With a precise total pending, Hicks estimated the cave's count of Indiana bats, an endangered species, was down 15 to 35 percent from last year's roughly 19,000.

Researchers said the number of little brown bats also appeared to be down, although they didn't have enough specifics from prior years to measure the drop exactly.

Hoping to glean more information on the syndrome, the researchers plucked 14 groggy little brown bats from the rock, weighed them, measured them, snipped a bit of their hair and stuck tiny radio transmitters to them to track their activity levels.

Bats' nocturnal habits and some species' ability to carry rabies can give the flying mammals a fearsome image. But they can pollinate plants and play an important role in checking the populations of mosquitoes and insects that can damage wheat, apples and dozens of other crops.

Researchers at the U.S. Geological Survey's Wildlife Health Center this fall established that the sugary smudges on infected bats are a previously undescribed fungus that thrives in the refrigerator-like cold of winter caves.

The center is still working to determine whether the fungus causes the disease, but biologists are already focusing on potential ways to combat the fungus.

Since the fungus grows in the cold and damp, they could try to lower humidity levels in at least some crucial caves, though that could create other problems for those ecosystems.

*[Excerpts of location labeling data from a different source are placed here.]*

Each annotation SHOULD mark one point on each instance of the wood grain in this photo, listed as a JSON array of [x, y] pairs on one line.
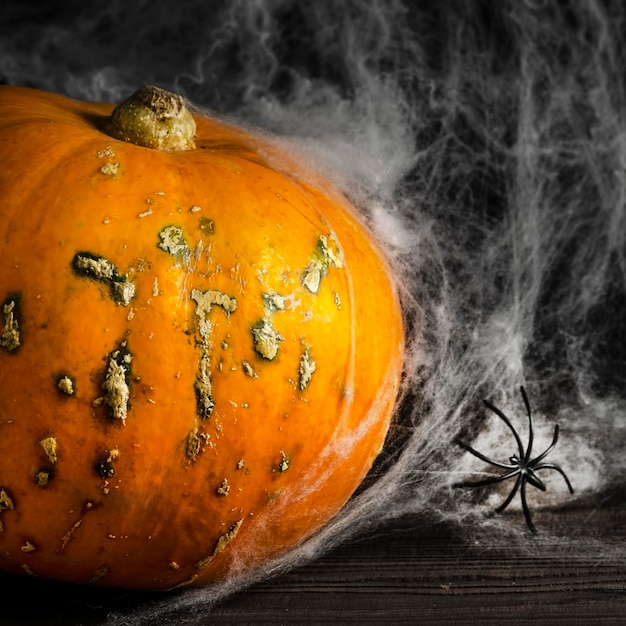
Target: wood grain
[[411, 574]]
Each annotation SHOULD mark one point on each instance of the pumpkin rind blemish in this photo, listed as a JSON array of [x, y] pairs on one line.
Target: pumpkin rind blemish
[[10, 336], [266, 339], [104, 464], [323, 258], [204, 303], [172, 241], [306, 369], [42, 477], [115, 383], [195, 443], [97, 268], [66, 385], [131, 420], [224, 488], [28, 547], [50, 446]]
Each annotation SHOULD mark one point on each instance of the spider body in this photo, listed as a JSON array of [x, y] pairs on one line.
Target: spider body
[[521, 466]]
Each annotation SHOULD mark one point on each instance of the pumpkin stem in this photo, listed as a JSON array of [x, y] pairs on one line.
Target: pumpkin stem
[[154, 118]]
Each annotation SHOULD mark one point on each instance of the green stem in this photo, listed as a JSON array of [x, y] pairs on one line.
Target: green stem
[[154, 118]]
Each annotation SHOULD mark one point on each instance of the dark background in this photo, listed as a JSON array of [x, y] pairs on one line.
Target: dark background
[[416, 570]]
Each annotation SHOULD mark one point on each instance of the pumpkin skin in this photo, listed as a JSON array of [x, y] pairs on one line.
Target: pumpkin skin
[[200, 350]]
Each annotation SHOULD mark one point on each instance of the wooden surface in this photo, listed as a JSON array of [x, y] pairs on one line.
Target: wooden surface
[[413, 573]]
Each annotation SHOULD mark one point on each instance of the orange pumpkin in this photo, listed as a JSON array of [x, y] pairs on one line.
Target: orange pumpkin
[[200, 344]]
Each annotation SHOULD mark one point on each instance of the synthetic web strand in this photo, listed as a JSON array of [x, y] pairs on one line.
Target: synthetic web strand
[[485, 143]]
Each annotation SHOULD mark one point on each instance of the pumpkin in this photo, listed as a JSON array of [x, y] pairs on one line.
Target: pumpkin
[[200, 344]]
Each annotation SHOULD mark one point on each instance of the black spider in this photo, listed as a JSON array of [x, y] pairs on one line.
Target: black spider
[[520, 465]]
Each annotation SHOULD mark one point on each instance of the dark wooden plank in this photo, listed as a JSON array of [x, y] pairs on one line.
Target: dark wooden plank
[[413, 573]]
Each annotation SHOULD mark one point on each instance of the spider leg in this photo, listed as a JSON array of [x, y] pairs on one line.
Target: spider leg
[[557, 469], [506, 420], [531, 431], [482, 457], [518, 482], [527, 516], [545, 453], [487, 481]]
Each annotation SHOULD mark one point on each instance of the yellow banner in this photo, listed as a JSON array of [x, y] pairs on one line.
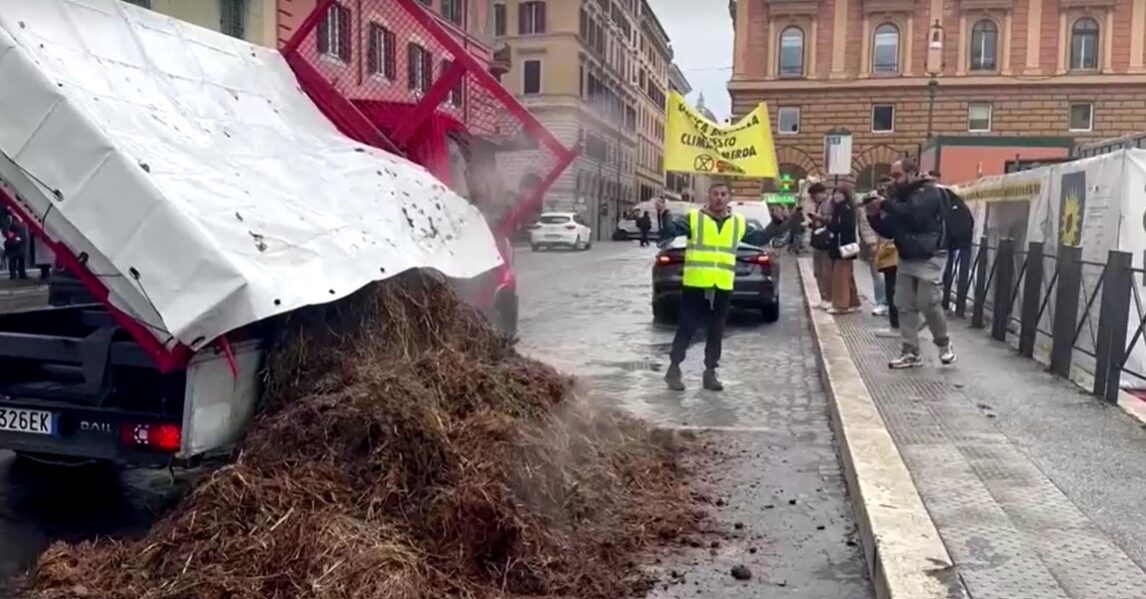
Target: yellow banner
[[696, 144]]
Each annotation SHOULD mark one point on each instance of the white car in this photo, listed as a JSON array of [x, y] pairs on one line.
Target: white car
[[560, 229]]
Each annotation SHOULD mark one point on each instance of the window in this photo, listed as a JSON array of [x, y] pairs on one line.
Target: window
[[453, 10], [499, 20], [379, 54], [1084, 45], [882, 118], [886, 49], [531, 17], [334, 36], [531, 77], [984, 39], [792, 53], [1082, 117], [979, 117], [455, 94], [787, 120], [418, 68], [233, 17]]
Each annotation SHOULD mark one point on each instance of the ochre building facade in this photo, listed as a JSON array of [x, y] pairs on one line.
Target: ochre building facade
[[1048, 71]]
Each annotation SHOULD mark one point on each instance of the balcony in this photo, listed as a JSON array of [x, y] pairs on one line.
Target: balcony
[[793, 7], [888, 6]]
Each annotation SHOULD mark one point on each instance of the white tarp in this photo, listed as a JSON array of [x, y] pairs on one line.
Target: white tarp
[[1097, 204], [195, 160]]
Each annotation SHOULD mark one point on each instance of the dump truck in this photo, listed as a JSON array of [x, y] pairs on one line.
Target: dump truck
[[195, 189]]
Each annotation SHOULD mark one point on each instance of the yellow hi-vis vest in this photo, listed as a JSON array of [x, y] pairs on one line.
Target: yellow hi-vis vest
[[709, 257]]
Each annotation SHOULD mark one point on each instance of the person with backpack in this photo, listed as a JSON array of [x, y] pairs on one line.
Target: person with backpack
[[915, 218], [960, 233]]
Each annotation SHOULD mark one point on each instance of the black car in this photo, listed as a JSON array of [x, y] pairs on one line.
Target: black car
[[758, 276]]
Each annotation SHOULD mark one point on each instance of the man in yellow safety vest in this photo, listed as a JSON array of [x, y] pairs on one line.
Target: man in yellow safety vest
[[709, 272]]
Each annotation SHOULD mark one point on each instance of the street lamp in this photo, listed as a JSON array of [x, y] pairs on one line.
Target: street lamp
[[934, 69]]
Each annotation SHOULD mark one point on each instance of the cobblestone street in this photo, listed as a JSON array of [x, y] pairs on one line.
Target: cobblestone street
[[776, 471]]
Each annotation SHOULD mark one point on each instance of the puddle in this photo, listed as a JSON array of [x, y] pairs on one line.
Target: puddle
[[636, 365]]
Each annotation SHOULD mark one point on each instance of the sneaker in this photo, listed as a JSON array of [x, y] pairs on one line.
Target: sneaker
[[673, 378], [711, 381], [947, 354], [905, 361]]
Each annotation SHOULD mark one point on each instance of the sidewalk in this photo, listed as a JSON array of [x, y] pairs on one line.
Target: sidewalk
[[1036, 489], [17, 296]]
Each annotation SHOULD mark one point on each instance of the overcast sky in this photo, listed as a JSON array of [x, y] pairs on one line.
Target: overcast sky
[[703, 44]]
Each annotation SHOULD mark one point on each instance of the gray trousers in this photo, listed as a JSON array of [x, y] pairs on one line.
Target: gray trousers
[[918, 296]]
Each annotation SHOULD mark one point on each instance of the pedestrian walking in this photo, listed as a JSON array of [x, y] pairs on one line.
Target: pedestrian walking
[[15, 249], [887, 261], [821, 242], [913, 218], [644, 225], [709, 273], [868, 242], [842, 252]]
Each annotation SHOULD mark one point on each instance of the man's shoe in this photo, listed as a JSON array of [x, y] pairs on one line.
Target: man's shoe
[[905, 361], [947, 354], [673, 378], [712, 383]]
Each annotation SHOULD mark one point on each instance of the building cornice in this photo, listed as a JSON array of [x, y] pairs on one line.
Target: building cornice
[[795, 85]]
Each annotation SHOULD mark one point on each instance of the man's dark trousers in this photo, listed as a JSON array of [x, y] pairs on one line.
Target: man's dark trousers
[[958, 259], [697, 312]]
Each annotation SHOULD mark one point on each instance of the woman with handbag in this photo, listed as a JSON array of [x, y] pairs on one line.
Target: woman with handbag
[[844, 251]]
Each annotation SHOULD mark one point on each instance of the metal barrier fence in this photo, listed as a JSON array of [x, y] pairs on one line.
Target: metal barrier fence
[[1068, 312]]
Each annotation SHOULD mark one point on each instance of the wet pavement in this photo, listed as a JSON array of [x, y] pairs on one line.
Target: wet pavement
[[777, 491], [777, 487]]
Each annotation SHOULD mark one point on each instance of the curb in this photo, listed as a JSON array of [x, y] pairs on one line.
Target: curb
[[904, 553]]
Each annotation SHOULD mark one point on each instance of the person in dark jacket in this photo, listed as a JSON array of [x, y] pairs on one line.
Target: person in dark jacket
[[15, 249], [644, 225], [912, 218], [842, 227]]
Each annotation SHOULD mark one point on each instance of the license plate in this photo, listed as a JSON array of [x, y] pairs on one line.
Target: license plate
[[18, 420]]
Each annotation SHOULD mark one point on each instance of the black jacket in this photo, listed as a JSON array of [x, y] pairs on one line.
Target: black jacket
[[679, 227], [913, 219], [842, 228]]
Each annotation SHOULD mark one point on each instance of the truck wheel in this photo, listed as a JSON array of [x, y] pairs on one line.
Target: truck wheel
[[770, 312]]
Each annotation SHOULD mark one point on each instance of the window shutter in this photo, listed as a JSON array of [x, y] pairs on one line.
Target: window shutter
[[323, 37], [426, 70], [344, 33], [411, 65], [389, 50], [373, 49]]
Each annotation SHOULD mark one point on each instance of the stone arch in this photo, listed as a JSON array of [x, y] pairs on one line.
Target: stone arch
[[798, 157], [873, 162]]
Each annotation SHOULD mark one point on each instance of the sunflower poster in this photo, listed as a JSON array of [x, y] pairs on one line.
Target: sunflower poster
[[1072, 207]]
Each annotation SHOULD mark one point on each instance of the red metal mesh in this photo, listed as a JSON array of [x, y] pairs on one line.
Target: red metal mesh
[[423, 80]]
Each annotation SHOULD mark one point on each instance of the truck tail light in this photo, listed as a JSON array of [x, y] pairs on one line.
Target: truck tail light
[[166, 438]]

Researchers also are looking at the possibility of a fungicide or even fungus-killing bacteria that could spread from bat to bat.

Ward Stone, New York state's wildlife pathologist, said he has been able to culture bacteria that live on big brown bats and kill the white-nose fungus in a lab.

Tests need to be performed to see whether any of the options are realistic. And time is "our biggest enemy," said David Blehert, head of microbiology at the USGS center in Madison, Wis.